Giulio Cesare, profondo ammiratore, e per sua stessa ammissione emulo di Alessandro, poteva non avere anch’egli un cavallo affezionatissimo? Anzi, se Alessandro aveva un cavallo affezionatissimo, lui discendente dall’antica famiglia ‘gens Iulia’, che secondo il mito annoverava tra gli antenati Romolo fondatore di Roma e Iulo (Ascanio) figlio di Enea figlio a sua volta della dea Venere, non meritava un cavallo se non proprio divino almeno fuori dal consueto? E, infatti, secondo quanto scrive lo storico Svetonio nelle sue ‘Vite dei Cesari’, Giulio Cesare disponeva di un cavallo eccezionale nato negli allevamenti dei Giulii: ‘Un cavallo straordinario, che aveva piedi quasi umani, con le unghie fesse in forma di dita. Gli aruspici avevano predetto che avrebbe dato al suo padrone l’impero di tutta la terra. Dopo tale profezia, Cesare lo fece nutrire con grande cura e fu il primo a montarlo e non tollerava che altri lo cavalcassero. Dopo la sua morte ne fece innalzare la statua davanti al tempio di Venere Genitrice’.

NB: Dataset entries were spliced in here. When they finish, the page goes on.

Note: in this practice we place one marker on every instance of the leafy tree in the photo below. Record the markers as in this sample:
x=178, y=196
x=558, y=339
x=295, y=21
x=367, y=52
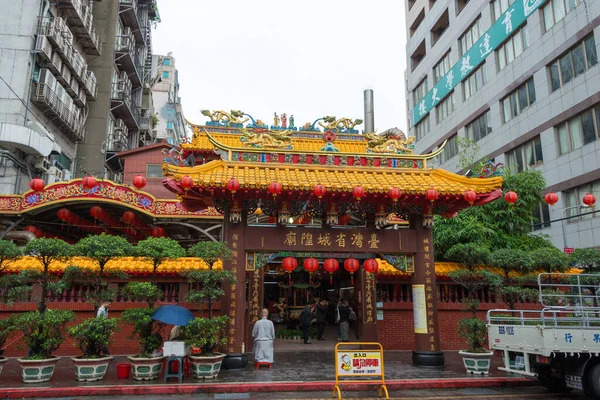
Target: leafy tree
x=158, y=250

Il celebre destriero del discendente dalla dea Venere si chiamava Asturcone, ed era originario delle Asturie, da cui deriva il su o nome. Non era un esemplare armonico e veloce come il cavallo Arabo, tuttavia, nella morfologia della sua razza non aggraziata, ma poderosa, vi era una grande capacità di resistenza, forza ed una docilità ai comandi non comune. E Giulio Cesare, che combatteva sempre in prima linea le battaglie, doveva per forza avvalersi di un cavallo pronto a lanciarsi, ma allo stesso tempo freddo ai fragori della guerra, mansueto e ubbidiente agli ordini. Cesare era abile con i cavalli. Plutarco, scrittore greco, scrive che fin da quando era fanciullo , si divertiva a lanciare il suo cavallo in uno sfrenato galoppo, “con le mani intrecciate dietro la schiena” !
Al suo cavallo Asturcone fu molto legato sia perché gli era nato in casa , sia perché secondo la profetica previsione degli indovini, l’animale significava il dominio del mondo per il suo padrone. Per questi motivi Cesare volle essere il primo e l’unico a montarlo. E, infatti, di ritorno dalla campagna delle Gallie, conquista con cui estese il dominio della Repubblica romana fino all’oceano Atlantico e al Reno combattendo in groppa ad Asturcone, nel 49 a.C. rifiutò di congedare le sue legioni e le guidò attraverso il Rubicone, il fiume che segnava una sorta di frontiera romana, pronunciando le celebri parole «Alea iacta est», e scatenò la guerra civile, con la quale divenne capo indiscusso di Roma.
Con l’assunzione della dittatura a vita diede inizio a un processo di radicale riforma della società e del governo, ma il suo operato provocò la reazione dei conservatori: un gruppo di senatori, capeggiati da Marco Giunio Bruto, Gaio Cassio Longino e Decimo Bruto, cospirò contro di lui auspicando il ritorno della Repubblica. Cesare fu ucciso alle Idi di marzo del 44 a.C., ma non ci fu un ritorno alla Repubblica. Due anni dopo il Senato lo deificò ufficialmente, elevandolo a divinità. Finalmente divenne degno discendente della dea Venere. Dopo di lui il nome Cesare divenne sinonimo di imperatore romano. Anche per Asturcone, la fama di Cesare significò fama per sé. Come Bucefalo, riflesse la grandezza del proprio padrone, divenendo soggetto di aneddoti in bilico tra mito leggendario e realtà. Morì prima di Cesare poiché fece in tempo a consacrargli una statua eretta dinanzi al tempio familiare di Venere Genitrice nell’omonimo Foro. E’ ancora lo storico Svetonio a dircelo nelle sue ‘Vite dei Cesari’: “Dopo la sua morte ne fece innalzare la statua davanti al tempio di Venere Genitrice’”.